Piyama-Kurunta (𒋧𒈠𒀭𒆗 SUM-ma-^{d}LAMMA) was a prince and regent for the last independent king of Arzawa, a Bronze Age kingdom of western Anatolia. The king of Arzawa Uhha-Ziti named his son "Gift of the god Kurunta", after a god (or hero) whose name had featured in the names of previous Arzawan kings.

== Life ==
In c. 1323 BC, based in the town Apasa, Uhha-Ziti rebelled against the Hittites and accepted that empire's refugees from Attarimma, Hu[wa]rsanassa, and Suruda. While the Hittite king Mursilis II was marching toward Arzawa, a meteor struck Apasa and wounded Uhha-Ziti. Uhha-Ziti then agreed on an alliance with the king of "Ahhiyuwa" and ordered Piyama-Kurunta to attack the realm of Mira, whose king Maskhuiluwa was married to Mursilis’ sister.

Piyama-Kurunta attacked and possibly destroyed the city of Impa in Mira, but the army of Mira repelled him. Piyama-Kurunta later faced off against Mursilis’ army at "Walma, at the river Astarpa" - and lost. Piyama-Kurunta followed his father, and his brother Tapalazunauli, in flight to the islands. Mursilis walked into Apasas apparently without a fight. The refugees meanwhile fled to the town or fortress Puranda. Uhha-Ziti died while Mursilis was encamped at the Astarpa, besieging Puranda.

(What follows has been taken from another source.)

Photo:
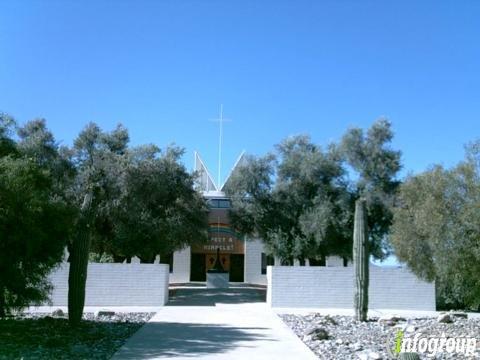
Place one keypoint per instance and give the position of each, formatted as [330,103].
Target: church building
[244,258]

Piyama-Kurunta's brother Tapalazunauli made a last attempt to rally support in Puranda. When this failed, Piyama-Kurunta saw that his cause was lost, so he and the King of Ahhiyawa made landfall to sue for peace. Mursilis deported Piyama-Kurunta to Hattusa. Piyama-Kurunta likely died there.